Le danger d’une intervention militaire au Niger

L’instabilité du Niger qui s’étend sur 1.267.000 km2, ayant une position géographique stratégique partageant ses frontières avec sept pays à savoir l’Algérie 956 km, le Bénin 266 km, le Burkina Faso 628 km, la Libye 354 km, le Mali 821 km, le Nigeria 1497 et le Tchad 1175 soit au total 5697 km risque d’avoir une répercussion sur toute la stabilité régionale notamment sur le Nigeria qui partage la plus longue frontière confronté à la lutte contre les groupes terroristes , ayant une position stratégique au Sahel étant un carrefour d’échanges entre l’Afrique du Nord et l’Afrique subsaharienne. Face à la situation au Niger, le sommet de la Cédéao qui a gelé toute coopération économique a donné un ultimatum d’une semaine aux putschistes nigériens pour rétablir à son poste le président Mohamed Bazoum, encore que cela ne fait pas l’unanimité du fait de relations complexes tribales entre une fraction de militaires du Niger et certains pays de la Cédéao. Aussi la situation est complexe et toute intervention militaire, en plus des révoltes des populations locales qui y verraient une atteinte à la souveraineté nationale pourrait conduire à une escalade incontrôlée dans l’ensemble de la région. Dans un communiqué commun le Burkina Faso , le Mali, rejoints par la Guinée ont affirmé qu’une intervention militaire au Niger , serait considérée comme une déclaration de guerre à leurs pays.

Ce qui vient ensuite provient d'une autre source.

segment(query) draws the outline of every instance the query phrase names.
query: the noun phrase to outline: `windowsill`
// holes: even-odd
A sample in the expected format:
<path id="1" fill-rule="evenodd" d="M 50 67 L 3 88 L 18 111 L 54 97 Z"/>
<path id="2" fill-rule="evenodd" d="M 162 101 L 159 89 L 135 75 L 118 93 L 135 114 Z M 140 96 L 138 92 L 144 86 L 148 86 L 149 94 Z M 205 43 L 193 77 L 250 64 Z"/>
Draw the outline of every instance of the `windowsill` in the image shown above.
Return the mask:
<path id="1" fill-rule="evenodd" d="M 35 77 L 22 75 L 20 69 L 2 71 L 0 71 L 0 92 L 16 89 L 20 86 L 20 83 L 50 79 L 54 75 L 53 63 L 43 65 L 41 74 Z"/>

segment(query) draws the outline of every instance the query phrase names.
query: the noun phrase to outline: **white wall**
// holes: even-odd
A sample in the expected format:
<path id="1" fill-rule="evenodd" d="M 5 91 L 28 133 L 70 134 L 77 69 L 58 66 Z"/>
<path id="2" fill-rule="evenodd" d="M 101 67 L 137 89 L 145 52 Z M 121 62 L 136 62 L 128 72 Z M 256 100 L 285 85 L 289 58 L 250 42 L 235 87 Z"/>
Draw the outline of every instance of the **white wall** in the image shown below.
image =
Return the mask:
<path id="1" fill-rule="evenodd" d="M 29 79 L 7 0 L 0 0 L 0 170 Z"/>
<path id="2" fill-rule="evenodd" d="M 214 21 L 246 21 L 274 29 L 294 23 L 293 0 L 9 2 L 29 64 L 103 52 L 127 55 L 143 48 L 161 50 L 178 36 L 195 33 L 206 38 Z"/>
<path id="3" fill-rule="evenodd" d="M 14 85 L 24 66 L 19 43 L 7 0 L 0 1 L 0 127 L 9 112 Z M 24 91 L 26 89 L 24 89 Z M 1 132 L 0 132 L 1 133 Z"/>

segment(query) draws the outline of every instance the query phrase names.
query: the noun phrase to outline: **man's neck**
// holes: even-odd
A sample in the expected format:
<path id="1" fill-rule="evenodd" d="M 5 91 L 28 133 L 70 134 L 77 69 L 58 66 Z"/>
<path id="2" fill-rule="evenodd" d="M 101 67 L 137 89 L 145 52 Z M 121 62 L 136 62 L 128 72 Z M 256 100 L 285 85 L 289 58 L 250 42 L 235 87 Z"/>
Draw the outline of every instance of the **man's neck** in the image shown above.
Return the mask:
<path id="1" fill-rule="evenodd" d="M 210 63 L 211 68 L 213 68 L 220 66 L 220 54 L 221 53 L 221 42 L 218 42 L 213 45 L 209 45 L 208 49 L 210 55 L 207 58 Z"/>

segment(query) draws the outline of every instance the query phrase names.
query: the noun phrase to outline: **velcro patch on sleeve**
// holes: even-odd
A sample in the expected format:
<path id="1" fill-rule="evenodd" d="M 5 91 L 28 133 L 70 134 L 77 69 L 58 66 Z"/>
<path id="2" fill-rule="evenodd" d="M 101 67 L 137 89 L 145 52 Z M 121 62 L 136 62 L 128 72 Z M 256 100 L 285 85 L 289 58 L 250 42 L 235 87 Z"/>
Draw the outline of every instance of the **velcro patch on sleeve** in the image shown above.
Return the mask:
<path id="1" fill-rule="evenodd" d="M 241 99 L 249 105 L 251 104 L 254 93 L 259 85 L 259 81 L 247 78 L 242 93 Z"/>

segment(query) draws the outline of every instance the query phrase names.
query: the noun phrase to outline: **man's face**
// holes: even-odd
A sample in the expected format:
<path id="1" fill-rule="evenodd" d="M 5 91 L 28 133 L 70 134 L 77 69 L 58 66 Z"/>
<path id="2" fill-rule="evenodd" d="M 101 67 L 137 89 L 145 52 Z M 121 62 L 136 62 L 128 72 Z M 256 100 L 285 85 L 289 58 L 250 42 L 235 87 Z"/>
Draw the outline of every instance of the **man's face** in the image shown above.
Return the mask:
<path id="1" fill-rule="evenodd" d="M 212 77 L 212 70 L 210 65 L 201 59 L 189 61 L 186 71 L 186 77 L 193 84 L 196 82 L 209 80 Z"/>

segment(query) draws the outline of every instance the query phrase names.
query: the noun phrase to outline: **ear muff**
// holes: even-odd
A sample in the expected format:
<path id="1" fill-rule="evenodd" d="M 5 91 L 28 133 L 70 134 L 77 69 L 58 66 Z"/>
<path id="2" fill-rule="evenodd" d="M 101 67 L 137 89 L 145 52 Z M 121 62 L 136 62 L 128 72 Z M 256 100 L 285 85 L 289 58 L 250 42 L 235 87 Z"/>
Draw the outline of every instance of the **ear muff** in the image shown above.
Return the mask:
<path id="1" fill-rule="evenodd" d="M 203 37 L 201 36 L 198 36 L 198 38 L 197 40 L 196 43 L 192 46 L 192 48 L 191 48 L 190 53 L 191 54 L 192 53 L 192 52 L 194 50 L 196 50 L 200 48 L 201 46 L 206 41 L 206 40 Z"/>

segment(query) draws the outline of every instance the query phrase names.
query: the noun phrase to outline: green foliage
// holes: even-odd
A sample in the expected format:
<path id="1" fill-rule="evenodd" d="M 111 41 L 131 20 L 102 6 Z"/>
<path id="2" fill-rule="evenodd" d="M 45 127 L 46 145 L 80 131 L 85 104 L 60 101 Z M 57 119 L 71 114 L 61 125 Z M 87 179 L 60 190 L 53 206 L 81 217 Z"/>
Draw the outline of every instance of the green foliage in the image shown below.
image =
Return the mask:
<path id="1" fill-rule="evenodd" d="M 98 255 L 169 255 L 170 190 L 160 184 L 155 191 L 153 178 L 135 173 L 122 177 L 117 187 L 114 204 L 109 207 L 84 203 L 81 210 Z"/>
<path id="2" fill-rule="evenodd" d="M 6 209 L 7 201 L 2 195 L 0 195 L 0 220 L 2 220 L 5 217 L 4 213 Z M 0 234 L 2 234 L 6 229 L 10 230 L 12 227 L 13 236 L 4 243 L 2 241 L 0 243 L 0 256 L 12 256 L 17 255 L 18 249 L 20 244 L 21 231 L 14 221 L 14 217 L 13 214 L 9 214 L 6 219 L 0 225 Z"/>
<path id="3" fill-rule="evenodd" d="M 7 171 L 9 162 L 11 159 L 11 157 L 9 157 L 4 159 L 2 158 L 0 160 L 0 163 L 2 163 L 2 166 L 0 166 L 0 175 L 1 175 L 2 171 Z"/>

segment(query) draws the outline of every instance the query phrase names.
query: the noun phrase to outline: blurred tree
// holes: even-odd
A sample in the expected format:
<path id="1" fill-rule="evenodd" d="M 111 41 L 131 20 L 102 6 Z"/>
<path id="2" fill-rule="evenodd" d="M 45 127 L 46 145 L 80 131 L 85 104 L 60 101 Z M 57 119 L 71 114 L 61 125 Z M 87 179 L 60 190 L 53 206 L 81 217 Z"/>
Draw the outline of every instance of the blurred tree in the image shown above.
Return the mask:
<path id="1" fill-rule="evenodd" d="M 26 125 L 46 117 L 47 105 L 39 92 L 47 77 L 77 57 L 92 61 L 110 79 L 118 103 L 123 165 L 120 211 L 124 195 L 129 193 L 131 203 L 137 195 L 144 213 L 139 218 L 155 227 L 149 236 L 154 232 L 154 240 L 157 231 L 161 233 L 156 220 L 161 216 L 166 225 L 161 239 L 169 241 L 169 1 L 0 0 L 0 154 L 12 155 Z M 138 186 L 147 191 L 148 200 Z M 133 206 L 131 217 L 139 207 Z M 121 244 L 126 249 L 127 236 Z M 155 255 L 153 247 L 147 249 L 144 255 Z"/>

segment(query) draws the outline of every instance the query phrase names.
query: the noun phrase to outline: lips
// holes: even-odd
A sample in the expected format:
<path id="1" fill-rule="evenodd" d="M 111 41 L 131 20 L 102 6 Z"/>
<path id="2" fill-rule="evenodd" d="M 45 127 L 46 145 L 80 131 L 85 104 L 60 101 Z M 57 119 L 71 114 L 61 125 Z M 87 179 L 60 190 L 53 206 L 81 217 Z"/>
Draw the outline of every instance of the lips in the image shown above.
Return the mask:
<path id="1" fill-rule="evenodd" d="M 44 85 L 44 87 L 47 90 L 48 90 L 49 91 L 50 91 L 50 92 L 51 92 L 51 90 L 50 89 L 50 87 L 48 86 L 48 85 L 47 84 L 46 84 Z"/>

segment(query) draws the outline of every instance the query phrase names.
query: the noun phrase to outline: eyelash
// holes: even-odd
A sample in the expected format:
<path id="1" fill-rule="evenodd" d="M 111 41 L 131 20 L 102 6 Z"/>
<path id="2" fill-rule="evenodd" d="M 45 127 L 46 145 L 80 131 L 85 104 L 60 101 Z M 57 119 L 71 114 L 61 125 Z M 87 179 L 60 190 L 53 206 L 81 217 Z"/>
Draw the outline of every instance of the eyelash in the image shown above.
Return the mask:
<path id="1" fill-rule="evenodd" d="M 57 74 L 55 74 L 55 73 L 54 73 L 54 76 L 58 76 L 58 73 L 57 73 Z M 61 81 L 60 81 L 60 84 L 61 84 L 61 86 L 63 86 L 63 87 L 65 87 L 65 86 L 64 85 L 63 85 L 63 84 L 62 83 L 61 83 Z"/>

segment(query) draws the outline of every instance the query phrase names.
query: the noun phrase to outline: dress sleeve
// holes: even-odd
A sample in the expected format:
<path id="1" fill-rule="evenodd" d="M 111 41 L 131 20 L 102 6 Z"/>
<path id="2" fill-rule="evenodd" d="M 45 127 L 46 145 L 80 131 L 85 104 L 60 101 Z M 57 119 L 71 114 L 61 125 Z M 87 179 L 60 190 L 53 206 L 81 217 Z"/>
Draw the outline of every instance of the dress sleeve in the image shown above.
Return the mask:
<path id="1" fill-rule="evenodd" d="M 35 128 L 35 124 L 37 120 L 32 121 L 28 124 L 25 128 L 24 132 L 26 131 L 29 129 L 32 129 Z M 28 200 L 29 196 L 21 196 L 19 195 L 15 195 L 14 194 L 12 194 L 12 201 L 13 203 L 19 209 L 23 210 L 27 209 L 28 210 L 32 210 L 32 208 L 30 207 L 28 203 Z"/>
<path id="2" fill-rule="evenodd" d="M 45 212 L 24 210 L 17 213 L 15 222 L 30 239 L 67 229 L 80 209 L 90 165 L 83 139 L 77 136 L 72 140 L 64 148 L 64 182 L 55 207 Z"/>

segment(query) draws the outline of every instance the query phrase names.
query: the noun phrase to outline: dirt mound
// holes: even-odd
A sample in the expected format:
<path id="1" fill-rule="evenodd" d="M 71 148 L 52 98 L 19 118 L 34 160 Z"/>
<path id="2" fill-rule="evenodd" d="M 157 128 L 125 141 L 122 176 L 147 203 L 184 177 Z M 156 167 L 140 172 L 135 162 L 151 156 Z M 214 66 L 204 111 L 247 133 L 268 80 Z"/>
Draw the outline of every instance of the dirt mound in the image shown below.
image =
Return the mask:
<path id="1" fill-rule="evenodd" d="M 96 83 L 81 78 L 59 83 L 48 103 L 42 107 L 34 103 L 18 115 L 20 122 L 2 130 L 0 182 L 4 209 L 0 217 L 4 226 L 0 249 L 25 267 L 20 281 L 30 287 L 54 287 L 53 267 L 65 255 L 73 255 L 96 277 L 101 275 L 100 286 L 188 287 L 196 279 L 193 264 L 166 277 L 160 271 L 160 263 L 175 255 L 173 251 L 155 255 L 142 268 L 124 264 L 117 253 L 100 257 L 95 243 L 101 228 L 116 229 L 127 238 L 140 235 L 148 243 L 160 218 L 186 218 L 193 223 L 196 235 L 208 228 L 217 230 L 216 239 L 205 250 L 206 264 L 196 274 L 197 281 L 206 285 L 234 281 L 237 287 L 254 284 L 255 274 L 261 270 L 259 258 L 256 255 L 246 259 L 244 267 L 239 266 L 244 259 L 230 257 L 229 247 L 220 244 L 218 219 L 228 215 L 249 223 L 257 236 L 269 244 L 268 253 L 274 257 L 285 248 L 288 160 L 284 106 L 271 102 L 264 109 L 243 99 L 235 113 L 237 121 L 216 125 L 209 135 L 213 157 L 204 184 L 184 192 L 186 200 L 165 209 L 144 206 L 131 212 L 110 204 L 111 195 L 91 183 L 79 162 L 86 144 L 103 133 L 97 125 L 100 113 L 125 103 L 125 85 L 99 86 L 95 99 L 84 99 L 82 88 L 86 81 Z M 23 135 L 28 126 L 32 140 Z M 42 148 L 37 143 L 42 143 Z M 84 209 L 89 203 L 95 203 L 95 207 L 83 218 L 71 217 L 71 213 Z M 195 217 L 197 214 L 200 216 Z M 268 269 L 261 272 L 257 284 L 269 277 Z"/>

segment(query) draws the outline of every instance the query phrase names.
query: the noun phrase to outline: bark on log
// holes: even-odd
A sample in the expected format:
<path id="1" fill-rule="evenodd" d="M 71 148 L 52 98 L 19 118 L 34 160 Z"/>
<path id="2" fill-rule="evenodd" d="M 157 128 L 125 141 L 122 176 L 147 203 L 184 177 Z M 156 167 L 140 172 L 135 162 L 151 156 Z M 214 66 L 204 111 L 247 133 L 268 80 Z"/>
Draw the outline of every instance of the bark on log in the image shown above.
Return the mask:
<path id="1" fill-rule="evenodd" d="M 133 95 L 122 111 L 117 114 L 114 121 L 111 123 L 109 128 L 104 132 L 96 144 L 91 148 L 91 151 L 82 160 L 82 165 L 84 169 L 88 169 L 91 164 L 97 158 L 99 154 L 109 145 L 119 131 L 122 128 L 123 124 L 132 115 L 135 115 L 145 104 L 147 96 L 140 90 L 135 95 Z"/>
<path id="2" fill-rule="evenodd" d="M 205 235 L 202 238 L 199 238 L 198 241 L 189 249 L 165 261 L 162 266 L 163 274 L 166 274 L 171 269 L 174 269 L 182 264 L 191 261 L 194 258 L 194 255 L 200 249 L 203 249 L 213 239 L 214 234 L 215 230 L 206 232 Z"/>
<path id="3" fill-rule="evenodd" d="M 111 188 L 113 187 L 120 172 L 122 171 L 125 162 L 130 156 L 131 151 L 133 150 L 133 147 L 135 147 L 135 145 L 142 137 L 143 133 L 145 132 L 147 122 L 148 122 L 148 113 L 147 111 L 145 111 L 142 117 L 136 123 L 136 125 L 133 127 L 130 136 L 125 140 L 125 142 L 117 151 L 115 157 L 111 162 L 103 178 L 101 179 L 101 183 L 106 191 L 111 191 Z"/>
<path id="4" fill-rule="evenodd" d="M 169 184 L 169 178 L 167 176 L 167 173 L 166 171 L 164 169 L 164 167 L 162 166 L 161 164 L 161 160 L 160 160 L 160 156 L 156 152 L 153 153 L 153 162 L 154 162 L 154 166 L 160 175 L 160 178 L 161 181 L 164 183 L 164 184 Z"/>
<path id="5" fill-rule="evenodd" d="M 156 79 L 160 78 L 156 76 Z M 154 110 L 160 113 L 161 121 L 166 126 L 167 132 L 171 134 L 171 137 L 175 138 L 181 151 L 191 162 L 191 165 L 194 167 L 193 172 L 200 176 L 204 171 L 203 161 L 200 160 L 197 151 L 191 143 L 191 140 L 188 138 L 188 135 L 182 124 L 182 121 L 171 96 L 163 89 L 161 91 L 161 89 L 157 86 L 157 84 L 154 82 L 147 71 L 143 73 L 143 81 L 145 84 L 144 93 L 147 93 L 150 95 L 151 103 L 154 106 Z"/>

La situation est déjà au complexe au Niger qui est l’un des pays les plus pauvres au monde. Selon la Sous-Secrétaire général adjointe de l’ONU aux affaires humanitaires, 2,9 millions de personnes ont besoin d’aide humanitaire en 2020, une augmentation de 26% par rapport à 2019, la situation sociale restant précaire avec un taux de pauvreté extrême d’environ 42 % de la populationen 2021, soit plus de 10 millions d’habitants. Entre 1991 et 2021, le stock de la dette du Niger a varié est passé 478,0 millions et 5,5 milliards d’euros et en 2021, dernière année évaluée, le montant a été de 5,46 milliards d’euros le plus élevé des 30 dernières années et rapporté au nombre d’habitants, cela correspond au Niger à un endettement de 216 euros par personne.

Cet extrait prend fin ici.